Review Question Bank
Learning objectives
- Consolidate the whole course with mixed practice across every part
- Test recall on stress, poroelasticity, failure, pressure, the polygon, the wellbore, fracturing, calibration, faults, and the producing field
- Get immediate feedback and a one-line explanation on each question
- Reshuffle for endless practice before sitting the graded exam
Consolidation Before the Exam
Part 11 has two jobs: to fix what you have learned and to test it. This section is the practice half. The bank below spans the whole course, from the traction on a plane and the effective-stress law, through rock strength and pore-pressure prediction, the frictional polygon and the wellbore mud window, hydraulic fracturing and the Ogbon-1 mechanical earth model, and on to faults, induced seismicity, and the compacting producing field.
How to Use It
Each set draws a shuffled dozen from the pool.
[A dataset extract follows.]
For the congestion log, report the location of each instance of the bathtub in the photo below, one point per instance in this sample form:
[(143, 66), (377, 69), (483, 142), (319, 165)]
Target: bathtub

Answer one at a time, read the explanation whether you were right or wrong, and reshuffle for a fresh set when you finish. There is no pass mark here, because the point is repetition until the ideas are automatic. The mix is deliberate: a question on the stress polygon may sit next to one on the subsidence bowl, forcing you to switch frames the way real analysis does.
Do not just chase the tally. When you miss one, note which part it came from and re-run that section's widget, because the numbers in this course are meant to be felt, not memorised. The Ogbon-1 canon, Sv 67.7, Pp 35.3, Shmin 46, SHmax 62, mobilized friction 0.58, threads every part, so a miss on one anchor often reveals a gap upstream. When you can clear a shuffled set without hesitation, you are ready for the graded final examination in the next section.
References
- Zoback, M. D. (2007). Reservoir Geomechanics. Cambridge University Press.
- Jaeger, J. C., Cook, N. G. W., & Zimmerman, R. W. (2007). Fundamentals of Rock Mechanics (4th ed.). Blackwell.